The card with this blog’s first quote of the week comes from a Canadian owned and operated family business called “Heritage Gallery Designs” and the painting the card was based on is by Emily Filler. To explore these gems further, visit www.thegentlepath.com and www.emilyfiller.com.

December 7, 2007

Slow and Steady

Over the past few weeks, winter unofficially arrived in Kingston bringing with it much beauty and many moments to savour. I think here of:

  • gorgeous flakes of snow falling, settling on lawns and open fields, glittering
  • crisp, fresh air that feels amazing and contains a kind of vitality
  • freezing rain that wrapped itself around and attached to, well, just about everything, which includes branches and fall berries–the ice encapsulating these as if to put them on display, catch our attention: look here, and here and here, isn’t this beautiful, isn’t this amazing? Yes.

However, the arrival of the snow brought other types of experiences, too. The combination of sidewalks covered by snow and ice with today’s milder temperatures created an effect somewhat akin to certain particularities of walking along a sand beach: one foot sets down then slides around a bit; next foot steps down, then slides around. Sometimes it feels as if you are taking one step forward, then sliding a quarter of a step back.

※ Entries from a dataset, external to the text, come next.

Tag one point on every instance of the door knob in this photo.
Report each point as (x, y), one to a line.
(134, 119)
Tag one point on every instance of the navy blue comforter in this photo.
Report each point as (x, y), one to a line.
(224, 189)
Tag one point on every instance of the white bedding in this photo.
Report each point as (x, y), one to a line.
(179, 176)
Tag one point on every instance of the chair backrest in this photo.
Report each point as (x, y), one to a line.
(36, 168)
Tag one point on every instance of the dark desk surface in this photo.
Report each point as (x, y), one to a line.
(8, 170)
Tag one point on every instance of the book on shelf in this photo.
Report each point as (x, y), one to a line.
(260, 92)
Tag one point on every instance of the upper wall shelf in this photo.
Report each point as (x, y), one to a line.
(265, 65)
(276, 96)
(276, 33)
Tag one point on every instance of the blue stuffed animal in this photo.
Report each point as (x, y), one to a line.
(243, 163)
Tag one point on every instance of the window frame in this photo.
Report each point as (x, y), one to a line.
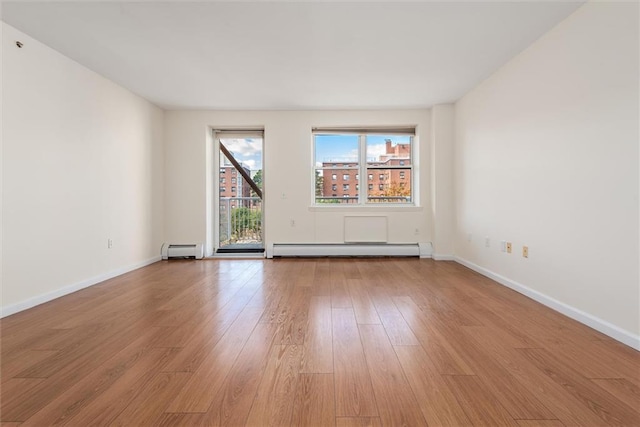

As I faced a similar phenomenon walking home tonight on sidewalks covered by slush, slow and steady is what came to mind–take one step with some sliding around and possibly some slipping back, then take the next. Slow and steady. Just keep stepping along bit and bit.

I did. The air felt great and I found that what initially felt like a far walk ended up feeling not so far when accompanied by the gentle step by step, bit by bit walking along, as well as accepting that today’s walk might take more time, include some slipping, and perhaps, also, some smaller steps.

December 1, 2007

Sing Your Song

Earlier this week, I had the opportunity to listen with full and complete attention to the music album, Sing Your Song, by Canadian musician, Kat Goldman. I must say, I think the album is wonderful. For me, it fell into the category of right thing at the right time and I felt deeply moved by it. On the first listen through, I wept, at times, in response. The music imbues beauty and the kind of strength that you sense goes deep. The album art is also lovely with black and white images of Canadian women dancers taken from 1908 to 1948.

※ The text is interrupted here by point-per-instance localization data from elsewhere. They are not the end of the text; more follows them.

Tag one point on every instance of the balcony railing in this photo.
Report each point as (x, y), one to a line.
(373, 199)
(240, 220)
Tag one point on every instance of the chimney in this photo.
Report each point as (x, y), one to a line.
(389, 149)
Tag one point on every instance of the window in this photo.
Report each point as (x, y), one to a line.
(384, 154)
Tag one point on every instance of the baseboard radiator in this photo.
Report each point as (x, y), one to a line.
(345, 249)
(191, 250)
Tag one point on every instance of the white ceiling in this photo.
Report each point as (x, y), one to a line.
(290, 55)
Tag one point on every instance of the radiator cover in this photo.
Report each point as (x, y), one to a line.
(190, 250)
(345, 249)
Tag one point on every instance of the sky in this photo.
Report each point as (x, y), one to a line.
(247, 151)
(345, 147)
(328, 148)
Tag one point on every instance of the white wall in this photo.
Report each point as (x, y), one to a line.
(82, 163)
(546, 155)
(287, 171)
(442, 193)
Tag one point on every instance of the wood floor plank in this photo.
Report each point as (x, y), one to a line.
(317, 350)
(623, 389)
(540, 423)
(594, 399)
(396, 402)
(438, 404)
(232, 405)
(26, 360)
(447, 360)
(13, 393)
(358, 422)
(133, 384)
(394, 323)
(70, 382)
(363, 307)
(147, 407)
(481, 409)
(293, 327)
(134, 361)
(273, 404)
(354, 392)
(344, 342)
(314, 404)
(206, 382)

If you are at all curious, visit Kat's website at www.katgoldman.com. On it, you can listen to some full songs from the album, as well as samples of others. I would also direct your attention to her bio where it gives powerful context for the victory of this album, as well as of Kat's life as she spent two years going through numerous surgeries and learning how to walk again after a freak accident--all in the not so distant past.

Admittedly, I do not know much about Kat but in what I know and my own experience of her music, I think she is remarkable. I offer her my heartfelt thanks for being true to herself, for following this dream, and for sharing her music with the world. This is a gift.